Esto no hizo más que aumentar con la consumerización de la TI y, recientemente, con el aumento del trabajo remoto. El software como servicio (SaaS) permite a cualquier persona con una tarjeta de crédito y un mínimo de conocimientos técnicos desplegar sistemas de TI sofisticados para colaboración, gestión de proyectos, creación de contenido y más. Las políticas bring your own device (BYOD) de las organizaciones permiten a los empleados usar sus propias computadoras y dispositivos móviles en la red corporativa. Pero incluso con un programa BYOD formal, los equipos de TI a menudo carecen de visibilidad del software y los servicios que los empleados emplean en el hardware BYOD, y puede resultar difícil hacer cumplir las políticas de seguridad de TI en los dispositivos personales de los empleados.

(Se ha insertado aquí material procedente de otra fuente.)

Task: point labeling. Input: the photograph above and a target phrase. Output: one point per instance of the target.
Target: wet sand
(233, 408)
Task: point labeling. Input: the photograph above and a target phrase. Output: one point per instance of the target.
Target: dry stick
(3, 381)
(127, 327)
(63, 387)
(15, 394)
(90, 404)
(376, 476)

Pero la TI en la sombra no siempre es el resultado de que los empleados actúen solos: los equipos también adoptan las aplicaciones de TI en la sombra. Según Gartner, el 38 % de las compras de tecnología son gestionadas, definidas y controladas por los líderes empresariales en lugar de TI. Los equipos quieren adoptar nuevos servicios en la nube, aplicaciones SaaS y otras tecnologías de la información, pero a menudo sienten que los procesos de adquisición implementados por el departamento de TI y el director de sistemas de información (CIO) son demasiado pesados o lentos. Así que eluden a TI para obtener la nueva tecnología que quieren. Por ejemplo, un equipo de desarrollo de software podría adoptar un nuevo entorno de desarrollo integrado sin consultar al departamento de TI, porque el proceso de aprobación formal retrasaría el desarrollo y haría que la empresa perdiera una oportunidad de mercado.